General and administrative expenses for the first quarter of 2018 were $1.8 million compared to $2.0 million for the first quarter of 2017.

Net loss for the first quarter of 2018 was $8.4 million compared to $7.1 million for the first quarter of 2017.
Investor Conference Call

The Company will hold a conference call today at 4:30 p.m. EST / 1:30 p.m. PST to provide an update on corporate activities and to discuss the financial results of its first quarter of 2018. The dial-in numbers are (855) 779‑9066 for domestic callers and (631) 485-4859 for international callers. Please use passcode 3189378. A live webcast of the conference call will be available online from the Investor/Events and Presentation page of the Company’s website at www.traconpharma.com.

After the live webcast, a replay will remain available on TRACON’s website for 60 days.
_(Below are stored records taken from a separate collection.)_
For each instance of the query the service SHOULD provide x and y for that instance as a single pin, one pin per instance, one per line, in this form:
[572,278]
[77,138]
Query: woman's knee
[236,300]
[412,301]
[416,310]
About Carotuximab (TRC105)

TRC105 is a novel, clinical stage antibody to endoglin, a protein overexpressed on proliferating endothelial cells that is essential for angiogenesis, the process of new blood vessel formation. TRC105 is currently being studied in a pivotal Phase 3 trial in angiosarcoma and multiple Phase 2 clinical trials, in combination with VEGF inhibitors. TRC105 has received orphan designation for the treatment of soft tissue sarcoma in both the U.S. and EU. The ophthalmic formulation of TRC105, DE-122, is currently in a randomized Phase 2 trial for patients with wet AMD. For more information about the clinical trials, please visit TRACON’s website at www.traconpharma.com/clinical_trials.php.

About TRC253

TRC253 is a novel, orally bioavailable small molecule that is a potent, high affinity competitive inhibitor of the androgen receptor (AR) and AR mutations, including the F876L (also known as F877L) mutation. The AR F876L mutation results in an alteration in the AR ligand binding domain that confers resistance to therapies for prostate cancer. Activation of the AR is crucial for the growth of prostate cancer at all stages of the disease. Therapies targeting the AR have demonstrated clinical efficacy by extending time to disease progression, and in some cases, the survival of patients with metastatic castration-resistant prostate cancer. However, resistance to these agents is often observed and several molecular mechanisms of resistance have been identified, including gene amplification, overexpression, alternative splicing, and point mutation of the AR.